Last week, some brilliant, anonymous mind had an idea: What if thousands of players all played the same game at the exact same time? What would happen? To try it out, he picked a game that didn’t require a lot of reaction time and featured turned based-gameplay. The game was “Pokémon: Red Version.” So, whoever this man is, set things up so that the entire Internet could play a single game of “Pokémon: Red Version.”
To do this, he set up the game via an emulator to allow it to be streamed on Twitch.TV, a popular video game streaming site, which allows viewers to watch and comment on people playing popular games, such as “League of Legends” and “World of Warcraft.” He then programmed a bot to read and analyze all comments that corresponded to the controls on a standard Game Boy (A, B, Up, Down, Start, Select, etc.). Anytime a commenter says one of these specific commands, the bot inputs it into the game. The results have been amusing, to say the least. In addition, the game has two modes, anarchy and democracy. In anarchy mode, every single input is recorded and acted upon, while in democracy mode, all moves must be voted on.

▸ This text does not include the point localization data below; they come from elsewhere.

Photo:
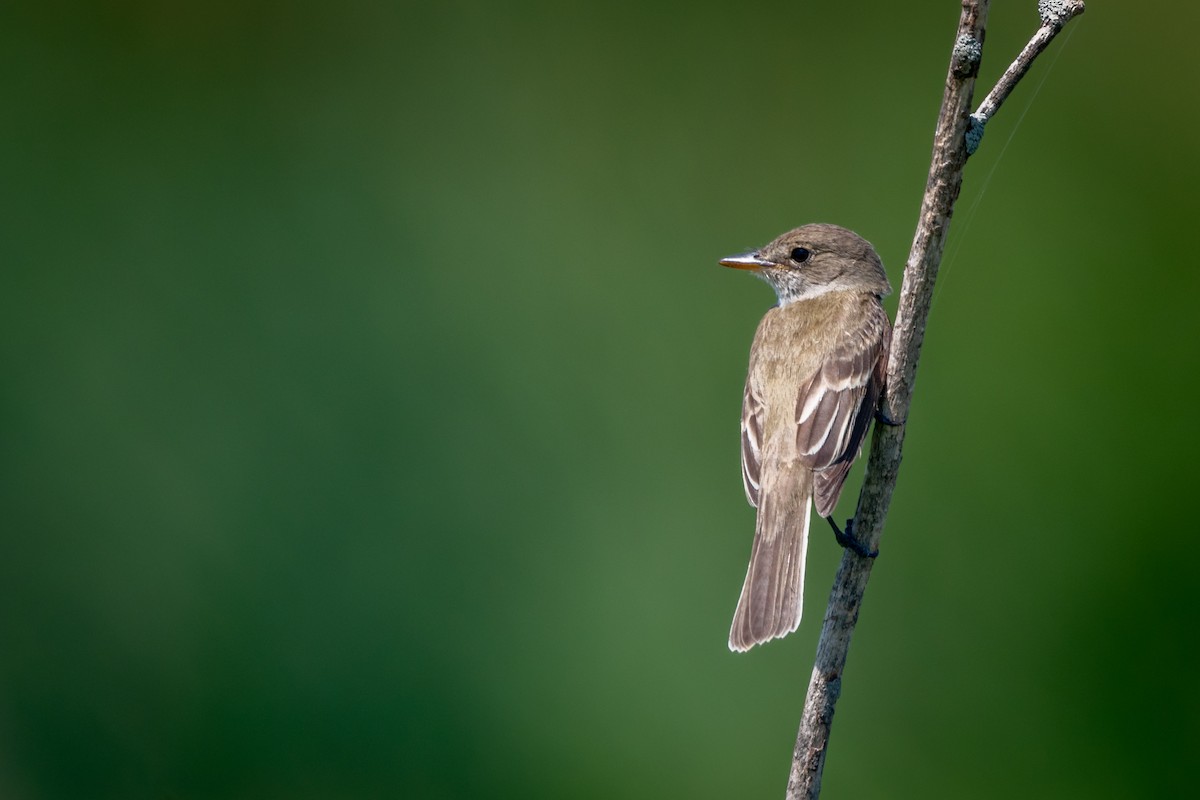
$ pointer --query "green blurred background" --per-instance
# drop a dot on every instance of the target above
(371, 390)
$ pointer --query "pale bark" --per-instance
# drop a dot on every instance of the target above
(955, 126)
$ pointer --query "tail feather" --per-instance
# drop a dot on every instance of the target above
(773, 593)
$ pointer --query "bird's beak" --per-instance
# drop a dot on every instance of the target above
(745, 262)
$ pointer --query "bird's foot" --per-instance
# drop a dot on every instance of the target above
(886, 420)
(847, 539)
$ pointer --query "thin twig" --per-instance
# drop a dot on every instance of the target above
(1055, 13)
(916, 294)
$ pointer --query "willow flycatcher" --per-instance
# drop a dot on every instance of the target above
(816, 372)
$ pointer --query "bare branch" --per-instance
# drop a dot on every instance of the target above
(916, 294)
(1055, 13)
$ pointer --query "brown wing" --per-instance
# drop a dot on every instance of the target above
(835, 409)
(753, 411)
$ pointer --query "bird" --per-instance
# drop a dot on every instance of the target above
(817, 368)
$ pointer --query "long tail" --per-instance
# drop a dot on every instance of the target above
(773, 593)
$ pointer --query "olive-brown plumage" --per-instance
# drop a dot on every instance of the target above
(816, 372)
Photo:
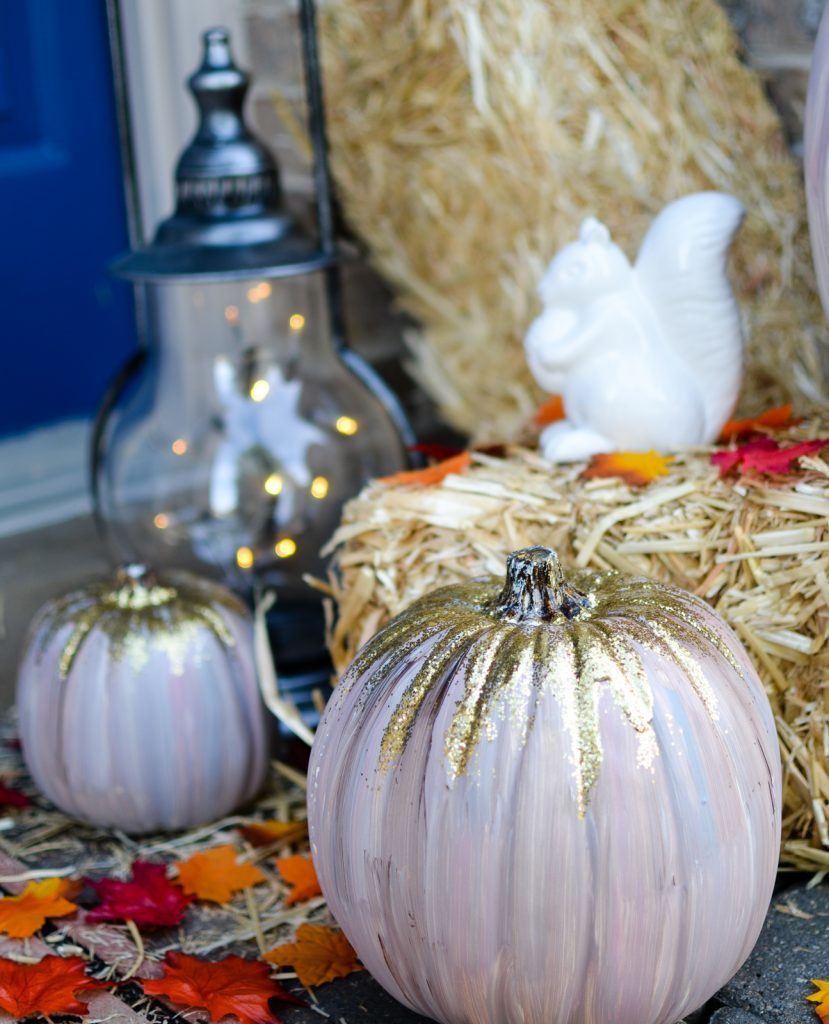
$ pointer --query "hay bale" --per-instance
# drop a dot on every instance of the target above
(469, 140)
(756, 549)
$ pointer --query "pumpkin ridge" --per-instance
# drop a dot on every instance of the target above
(401, 721)
(493, 671)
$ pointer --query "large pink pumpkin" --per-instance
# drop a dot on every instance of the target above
(816, 158)
(549, 802)
(139, 706)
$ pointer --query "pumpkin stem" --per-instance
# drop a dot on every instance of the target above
(535, 589)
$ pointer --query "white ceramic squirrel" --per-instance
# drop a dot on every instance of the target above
(647, 355)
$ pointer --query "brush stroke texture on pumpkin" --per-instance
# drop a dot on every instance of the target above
(484, 897)
(27, 912)
(159, 723)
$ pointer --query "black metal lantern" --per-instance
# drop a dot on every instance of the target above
(230, 450)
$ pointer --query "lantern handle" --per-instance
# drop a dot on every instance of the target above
(97, 443)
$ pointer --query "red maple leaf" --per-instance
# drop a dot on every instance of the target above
(150, 899)
(12, 798)
(228, 986)
(765, 456)
(46, 987)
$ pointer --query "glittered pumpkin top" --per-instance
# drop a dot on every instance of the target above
(538, 630)
(136, 610)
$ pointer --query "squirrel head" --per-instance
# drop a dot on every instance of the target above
(588, 267)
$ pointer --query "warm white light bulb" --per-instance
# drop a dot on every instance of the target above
(273, 484)
(260, 390)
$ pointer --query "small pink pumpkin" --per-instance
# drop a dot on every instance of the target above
(540, 801)
(138, 702)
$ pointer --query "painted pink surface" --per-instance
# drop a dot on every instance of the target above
(165, 747)
(816, 158)
(487, 900)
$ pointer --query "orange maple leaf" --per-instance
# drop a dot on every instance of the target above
(432, 474)
(551, 412)
(636, 468)
(230, 986)
(50, 986)
(299, 871)
(317, 954)
(274, 833)
(773, 419)
(822, 998)
(216, 875)
(22, 915)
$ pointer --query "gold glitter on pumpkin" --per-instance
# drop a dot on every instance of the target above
(540, 634)
(139, 614)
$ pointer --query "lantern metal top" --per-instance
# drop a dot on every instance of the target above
(229, 220)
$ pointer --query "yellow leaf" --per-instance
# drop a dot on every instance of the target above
(636, 468)
(822, 998)
(217, 875)
(299, 871)
(22, 915)
(274, 833)
(773, 419)
(318, 954)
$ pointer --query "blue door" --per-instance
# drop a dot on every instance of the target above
(64, 327)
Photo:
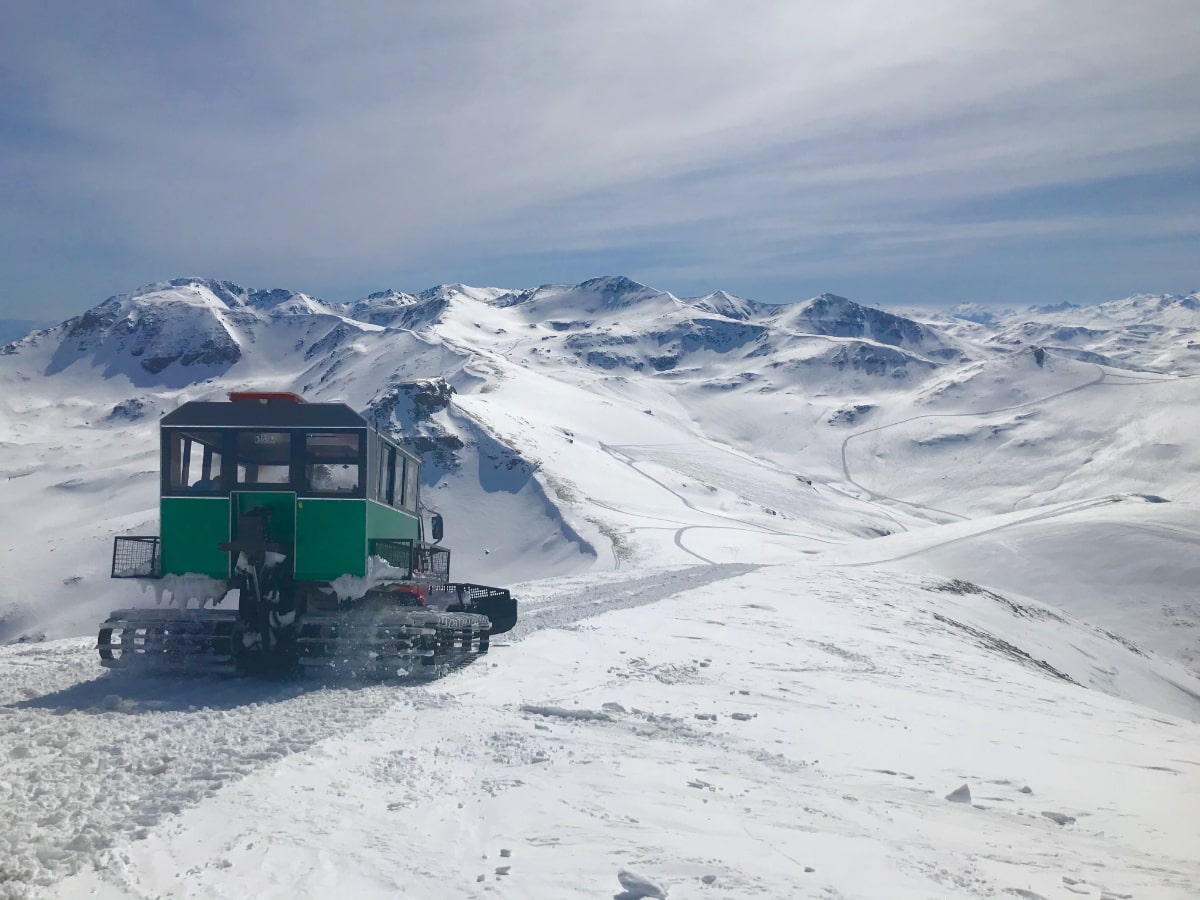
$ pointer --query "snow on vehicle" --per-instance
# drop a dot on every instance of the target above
(292, 537)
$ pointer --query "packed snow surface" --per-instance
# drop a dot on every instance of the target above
(814, 601)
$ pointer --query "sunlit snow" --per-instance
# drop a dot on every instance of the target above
(790, 581)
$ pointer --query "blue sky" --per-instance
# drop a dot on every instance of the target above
(931, 153)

Poor Red (the playable character), as I stated earlier, has been absolutely lost. He’s spent minutes walking into walls, trying to use key items in battles, talking to the same people and releasing his Pokémon. Encounters and areas that should have taken at most a few minutes to clear have taken hours. A game that usually runs about 10-12 hours has now gone on for nearly six days of playtime. As an avid “Pokémon” player myself, it couldn’t be more hilarious; not that everything is funny, however. I was quite sad when his Ratatta, “ABBBBBBK,” and Charmeleon, “JLWWNNOOOO,” were released. They were named by players in a frenzy of button mashing, hence the rather bizarre names.
The entire scenario is, of the author’s own admission, a social experiment. Exactly what he’s testing is somewhat unclear, as not much other information has been released. Whatever the case, the stream has been an amazing success. It’s already spawned countless memes (including memorializing the aforementioned released Pokémon), a subreddit, fansites and analysis by countless websites, including Joystiq and Kotaku. The stream has already boasted a record 78,000 simultaneous users, an incredibly high number for any stream.
That being said, I really wish I knew more about what the author’s hypothesis was in starting this experiment. Whatever it was, people really have come together to work towards a common goal here. We may be making incredibly slow progress, but the fact that we’re making any at all should still be considered an achievement in and of itself. Maybe sometimes the Internet can come together as one, instead of users doing everything in their power to ruin each other’s days.